Unite had issued a statement signed by Len McCluskey six days into the violence between Israel and Hamas in November. It “unreservedly condemned outrageous Israeli aggression” and accused Israel of “terrorising an entire population”.
The statement claimed the conflict had followed “the illegal Israeli assassination of Palestinian leaders in Gaza”, but made no mention of the thousands of terrorist rockets fired on Israeli civilians in the preceding decade.
The We Believe in Israel advocacy group encouraged supporters to write to Mr McCluskey to complain about the “one-sidedness” of the statement. Around 200 people did so.
In a response sent last week to those who had complained, Mr McCluskey said he had been “taken to task for a variety of what are in reality, imagined or contrived, offences” and said Unite remained “wary” of Hamas, partly due to its expulsion of the Palestinian General Federation of Trade Unions.

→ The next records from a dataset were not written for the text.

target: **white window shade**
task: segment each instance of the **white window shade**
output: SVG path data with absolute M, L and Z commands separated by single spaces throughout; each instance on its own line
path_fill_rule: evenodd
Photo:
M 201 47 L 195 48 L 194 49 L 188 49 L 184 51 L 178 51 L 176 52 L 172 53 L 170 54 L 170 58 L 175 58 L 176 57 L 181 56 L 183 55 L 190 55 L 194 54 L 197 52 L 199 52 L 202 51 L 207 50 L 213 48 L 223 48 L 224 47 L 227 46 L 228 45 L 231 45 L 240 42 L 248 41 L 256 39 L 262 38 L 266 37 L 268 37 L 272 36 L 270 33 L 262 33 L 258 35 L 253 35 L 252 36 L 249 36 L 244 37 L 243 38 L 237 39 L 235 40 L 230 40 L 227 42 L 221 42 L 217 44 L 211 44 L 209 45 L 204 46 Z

But he followed that with a series of further allegations against Israel dating back to 1967 and concluded: “The strength of opinion among British trade unionists is such that they will not stand idly by when the combined weight of IDF weaponry rains down on a largely defenceless and undefended people in Gaza.”
Unite took a lead, he said, from pro-boycott campaigner Archbishop Desmond Tutu, who has accused Israel of apartheid.